There is only way out of this is, and that is to take yourself off the Internet completely. Some people might choose to do that, but most of us, I suspect, will not.
For most of us, this world in which we’re constantly tracked will be the new reality. This is the world we’re creating: a digital panopticon, where everything you do can be tracked. Facebook’s big new feature is “frictionless sharing,” where you can sign up for the Spotify music app and it automatically tells everyone what song you’re listening to, or you can sign up for the Washington Post “social reader” and let everyone know what you’re reading.
These squabbles we keep having over things like cellphone “spy” software are akin to an organism going into high alert when a virus enters the system. But in this case, though we might succeed in pushing back in certain places, in the long run the virus is going to win. The organism itself is going to change.
Governments will make noise about protecting privacy, as happened this week when the FTC announced it had settled charges with Facebook over that company’s repeatedly deceiving users about what information it was collecting and sharing. The FTC acted as if it had won a victory, but in reality the settlement is toothless, and the real message is that nobody, not even the U.S. government, has the power to stand in the way of this change. Nobody is going to keep Facebook and Google and everyone else from making their billions.
But in the meantime, we’ll all keep having these periodic spasms of outrage. In this latest incident, the controversial program is made by a company called Carrier IQ and was discovered by a security researcher who published a scary video showing data being streamed off his HTC Evo phone.
Carrier IQ says the software is put there by carriers and is intended not to spy on you but to help carriers manage their networks more efficiently.
Early reports said Carrier IQ software was stashed away only on Android and BlackBerry phones, but by last night someone had figured out that it’s also tucked into the code inside Apple’s iPhone, too.

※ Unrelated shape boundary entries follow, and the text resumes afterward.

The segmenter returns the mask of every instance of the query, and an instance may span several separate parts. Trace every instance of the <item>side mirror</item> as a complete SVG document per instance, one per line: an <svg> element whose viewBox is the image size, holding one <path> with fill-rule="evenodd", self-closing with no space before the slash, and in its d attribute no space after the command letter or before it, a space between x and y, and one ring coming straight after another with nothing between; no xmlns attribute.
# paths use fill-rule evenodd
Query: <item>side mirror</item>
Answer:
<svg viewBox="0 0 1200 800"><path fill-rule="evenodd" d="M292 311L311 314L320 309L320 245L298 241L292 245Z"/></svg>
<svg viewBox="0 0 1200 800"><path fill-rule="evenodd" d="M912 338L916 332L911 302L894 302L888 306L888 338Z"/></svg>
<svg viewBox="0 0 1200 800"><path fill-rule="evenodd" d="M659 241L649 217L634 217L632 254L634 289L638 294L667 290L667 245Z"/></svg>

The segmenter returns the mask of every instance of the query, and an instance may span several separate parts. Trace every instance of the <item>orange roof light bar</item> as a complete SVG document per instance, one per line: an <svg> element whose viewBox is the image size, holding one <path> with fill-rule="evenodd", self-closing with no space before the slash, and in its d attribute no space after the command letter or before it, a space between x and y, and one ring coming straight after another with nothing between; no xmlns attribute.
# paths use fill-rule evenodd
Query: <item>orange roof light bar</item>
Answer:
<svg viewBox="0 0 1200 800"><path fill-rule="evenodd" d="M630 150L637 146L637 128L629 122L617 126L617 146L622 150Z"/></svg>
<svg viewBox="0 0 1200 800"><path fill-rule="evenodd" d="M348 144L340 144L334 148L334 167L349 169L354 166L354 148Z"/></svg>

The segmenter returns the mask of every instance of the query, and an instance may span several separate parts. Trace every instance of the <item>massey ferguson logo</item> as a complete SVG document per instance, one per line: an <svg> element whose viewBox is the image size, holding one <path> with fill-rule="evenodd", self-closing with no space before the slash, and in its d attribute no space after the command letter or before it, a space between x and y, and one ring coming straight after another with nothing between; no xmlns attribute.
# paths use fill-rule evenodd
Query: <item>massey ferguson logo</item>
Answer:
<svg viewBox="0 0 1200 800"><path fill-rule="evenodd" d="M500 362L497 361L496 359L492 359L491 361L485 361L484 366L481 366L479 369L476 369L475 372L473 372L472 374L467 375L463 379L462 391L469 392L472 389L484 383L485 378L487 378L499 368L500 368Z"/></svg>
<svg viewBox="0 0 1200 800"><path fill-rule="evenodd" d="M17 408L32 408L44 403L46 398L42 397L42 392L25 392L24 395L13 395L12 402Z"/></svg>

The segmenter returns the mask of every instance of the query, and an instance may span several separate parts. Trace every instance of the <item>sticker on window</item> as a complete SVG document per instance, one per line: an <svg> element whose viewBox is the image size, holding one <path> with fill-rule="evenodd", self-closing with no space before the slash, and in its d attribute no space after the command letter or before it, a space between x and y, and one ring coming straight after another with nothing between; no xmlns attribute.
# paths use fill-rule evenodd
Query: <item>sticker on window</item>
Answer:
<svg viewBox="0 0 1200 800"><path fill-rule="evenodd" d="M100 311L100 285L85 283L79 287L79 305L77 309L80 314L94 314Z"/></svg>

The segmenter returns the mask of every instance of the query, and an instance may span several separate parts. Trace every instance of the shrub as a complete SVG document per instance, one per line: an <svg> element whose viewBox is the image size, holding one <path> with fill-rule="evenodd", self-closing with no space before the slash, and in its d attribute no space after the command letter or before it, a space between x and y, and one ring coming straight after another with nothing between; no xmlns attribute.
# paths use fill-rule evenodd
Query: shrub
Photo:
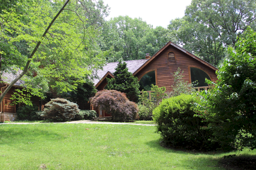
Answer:
<svg viewBox="0 0 256 170"><path fill-rule="evenodd" d="M134 120L137 116L137 105L130 101L124 93L114 90L97 92L90 98L90 103L95 108L110 113L112 120L124 121Z"/></svg>
<svg viewBox="0 0 256 170"><path fill-rule="evenodd" d="M182 94L190 94L196 91L196 89L193 88L196 82L188 83L188 81L185 81L183 79L184 76L182 75L183 72L182 71L180 73L180 69L179 67L177 71L174 73L174 85L172 86L172 91L170 96L173 97L179 96ZM172 73L170 74L172 74Z"/></svg>
<svg viewBox="0 0 256 170"><path fill-rule="evenodd" d="M20 120L29 121L42 120L42 118L38 111L38 106L36 105L24 105L18 108L16 112L17 119Z"/></svg>
<svg viewBox="0 0 256 170"><path fill-rule="evenodd" d="M70 121L80 111L76 104L66 99L56 98L50 100L44 106L42 116L52 121Z"/></svg>
<svg viewBox="0 0 256 170"><path fill-rule="evenodd" d="M169 146L197 150L214 150L217 143L208 140L212 136L207 123L194 117L192 107L195 98L191 95L182 94L164 99L153 112L157 131Z"/></svg>
<svg viewBox="0 0 256 170"><path fill-rule="evenodd" d="M138 105L138 120L142 121L152 121L153 119L152 112L150 112L150 109L146 106L142 104Z"/></svg>
<svg viewBox="0 0 256 170"><path fill-rule="evenodd" d="M167 96L167 94L164 93L166 91L165 87L158 87L158 86L152 84L151 99L149 99L148 92L142 90L140 99L144 107L140 107L142 109L140 114L151 117L153 110L159 105L162 99ZM141 120L140 118L140 120Z"/></svg>
<svg viewBox="0 0 256 170"><path fill-rule="evenodd" d="M198 109L214 138L224 146L256 148L256 32L248 28L216 72L219 81L202 91ZM201 108L200 108L201 107ZM204 114L204 113L206 114Z"/></svg>
<svg viewBox="0 0 256 170"><path fill-rule="evenodd" d="M96 111L90 110L80 110L80 112L76 114L74 119L75 121L80 120L92 120L96 117Z"/></svg>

Now there’s a media feeding frenzy of trying to find out who is using Carrier IQ software, how they are using it, and what should be done.
This comes after a bunch of other similar revelations, like “locationgate,” when someone found out that iPhones kept a log of where their owners had been, and Apple had to scramble to explain that it was not all part of some big sinister Dr. Evil plan.
This week we’ve also had news about Facebook having to settle charges with the FTC over the way it tracks users and sells that information to advertisers.
Google too has had hassles because its Street View vehicles were also collecting information about Wi-Fi routers and using that to create location-based services.
In the case of Carrier IQ, the company first threatened to sue the guy who complained about the program but then withdrew the “cease and desist” order it had sent him.
Now a law professor now tells Forbes that the software might violate federal wiretap laws.
Here’s a prediction. Sometime soon, probably in the next few days, some member or members of Congress will recognize that this is a great opportunity to get some publicity and look like a hero by vowing to protect us all from the big, bad Internet. We’ll get press releases, and a press conference, and maybe some fresh new round of hearings in which politicians will scold a bunch of Silicon Valley techies for being such big, awful, greedy snoops.
Maybe they’ll pass some kind of law, but it will be watered down and weakened by the tech industry’s lobbyists, and then the whole thing will blow over and we’ll keep moving forward, shedding our notions of privacy, growing ever more accustomed to being tracked and followed and studied and aggregated, and someday, maybe by the time our kids are adults, this will all seem perfectly normal, and people won’t even remember what it was like to live in a world where you could do things without having everyone know about it.